Non-QM mortgages, Lind said, include anything that cannot be guaranteed by a government or an “agency” through Fannie mae, Freddie mac or through another government-backed loan program offered by agencies such as the Federal Housing Administration Where Department of Veterans Affairs. This is a large and growing segment of the mortgage finance market that is expected to grow as rising house prices, changing employment dynamics and rising interest rates push further home. borrowers to get out of the agency’s envelope.

However, some mortgages fall in a gray area outside of the agency space, but also don’t fit perfectly into the non-QM category, such as senior jumbo loans – which otherwise meet to agency lending guidelines, except for their size. Also in this gray area are some mortgages for investment property and second homes to individuals (as opposed to partnerships or legal persons) who qualify for agency guarantees – but have been excluded from a stamp Fannie Mae and Freddie Mac for much of this year due to volume caps since suspended.

In fact, jumbo loan securitizations were the spearhead of the private label market in 2021, with private label transaction volume of $ 44 billion through October of this year, according to one. loan aggregator report. MAXEX. The pace of jumbo loan securitizations in 2021, however, has been driven, to a large extent, by loan refinancing, and rising rates are expected to cool the market in 2022.

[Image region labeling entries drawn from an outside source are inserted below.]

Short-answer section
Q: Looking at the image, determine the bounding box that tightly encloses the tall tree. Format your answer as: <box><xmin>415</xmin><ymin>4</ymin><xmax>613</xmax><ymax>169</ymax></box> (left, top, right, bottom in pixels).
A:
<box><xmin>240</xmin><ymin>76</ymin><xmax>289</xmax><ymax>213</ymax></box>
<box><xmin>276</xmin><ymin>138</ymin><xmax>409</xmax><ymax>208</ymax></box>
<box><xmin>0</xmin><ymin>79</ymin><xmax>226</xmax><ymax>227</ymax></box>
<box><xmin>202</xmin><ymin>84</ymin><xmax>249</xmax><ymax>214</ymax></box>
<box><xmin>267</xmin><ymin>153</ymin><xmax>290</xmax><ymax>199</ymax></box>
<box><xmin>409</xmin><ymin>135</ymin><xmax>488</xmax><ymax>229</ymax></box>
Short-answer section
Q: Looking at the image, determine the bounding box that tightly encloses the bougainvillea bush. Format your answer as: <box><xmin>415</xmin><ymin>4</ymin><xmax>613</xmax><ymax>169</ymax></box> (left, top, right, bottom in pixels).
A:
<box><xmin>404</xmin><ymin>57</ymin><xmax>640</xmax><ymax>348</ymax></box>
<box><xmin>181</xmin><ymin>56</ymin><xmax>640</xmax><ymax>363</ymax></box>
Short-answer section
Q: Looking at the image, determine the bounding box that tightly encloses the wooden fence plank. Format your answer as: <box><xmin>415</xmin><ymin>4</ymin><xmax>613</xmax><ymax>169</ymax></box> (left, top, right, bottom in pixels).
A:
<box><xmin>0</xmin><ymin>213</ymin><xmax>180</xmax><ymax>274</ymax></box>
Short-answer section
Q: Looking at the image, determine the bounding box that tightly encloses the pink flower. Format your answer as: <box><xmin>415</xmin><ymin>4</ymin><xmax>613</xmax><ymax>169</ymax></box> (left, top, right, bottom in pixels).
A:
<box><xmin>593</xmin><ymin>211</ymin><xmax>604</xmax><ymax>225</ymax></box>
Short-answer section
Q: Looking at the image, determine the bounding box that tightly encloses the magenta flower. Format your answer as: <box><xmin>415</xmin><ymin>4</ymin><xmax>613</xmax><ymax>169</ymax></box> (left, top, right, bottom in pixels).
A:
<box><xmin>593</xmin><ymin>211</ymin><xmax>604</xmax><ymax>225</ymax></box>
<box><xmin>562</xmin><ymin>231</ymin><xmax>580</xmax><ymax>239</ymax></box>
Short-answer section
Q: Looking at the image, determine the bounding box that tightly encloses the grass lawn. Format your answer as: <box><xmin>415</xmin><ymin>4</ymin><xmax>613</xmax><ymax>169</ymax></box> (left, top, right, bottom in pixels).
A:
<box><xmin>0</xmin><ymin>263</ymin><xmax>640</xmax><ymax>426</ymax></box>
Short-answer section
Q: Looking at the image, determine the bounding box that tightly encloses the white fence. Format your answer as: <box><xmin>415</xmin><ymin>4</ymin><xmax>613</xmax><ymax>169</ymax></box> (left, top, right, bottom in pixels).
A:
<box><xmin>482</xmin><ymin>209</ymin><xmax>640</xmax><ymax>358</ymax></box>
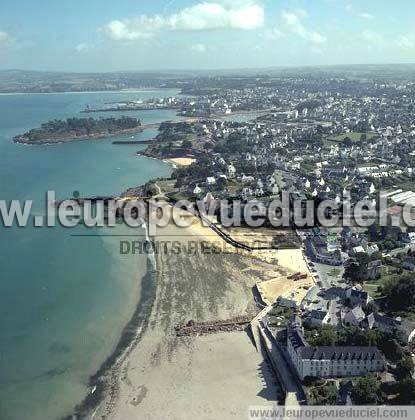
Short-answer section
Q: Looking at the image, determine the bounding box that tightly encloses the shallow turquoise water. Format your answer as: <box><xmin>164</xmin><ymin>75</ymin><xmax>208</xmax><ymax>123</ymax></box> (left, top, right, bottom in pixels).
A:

“As rates start to rise, the supply of [jumbo] loans will decrease and we will probably see less securitization volume, ”says the MADEX report.

The opposite is the case for the non-QM market, however, given a rising rate environment, in the absence of sharp peaks and volatility, creates opportunities for this market, both in terms of loan origination. and securitizations.

“Think of all mortgage brokers [this year] who didn’t care about non-QMs and are focusing on agency and jumbo products because that’s the fruit at hand, ”Lind said. “Guess what? If the prices go up a bit, they’ll have to find new products to focus on.

Lind added that a “50 or 75 basis point move” upward in rates is starting to push the market away from refinancing jumbo loans and agency loans and towards a greater range of home loan products. purchase, such as non-QM products.

“I think that’s one of the biggest tailwinds, the fact that you will have more brokers focusing on the [non-QM] product, ”Lind said.

However, not all is a tailwind in the market. Smith of Verus Mortgage said, although he believes the outlook for the non-QM market is quite strong for the year ahead, “we see the potential for volatility in the face of the Federal Reservetapers [reduction of bond purchases] and changes in interest rate policy.

“Despite the potential for increased volatility on the horizon,” he added, “we believe the market is mature enough to effectively digest higher emissions and continue to grow.”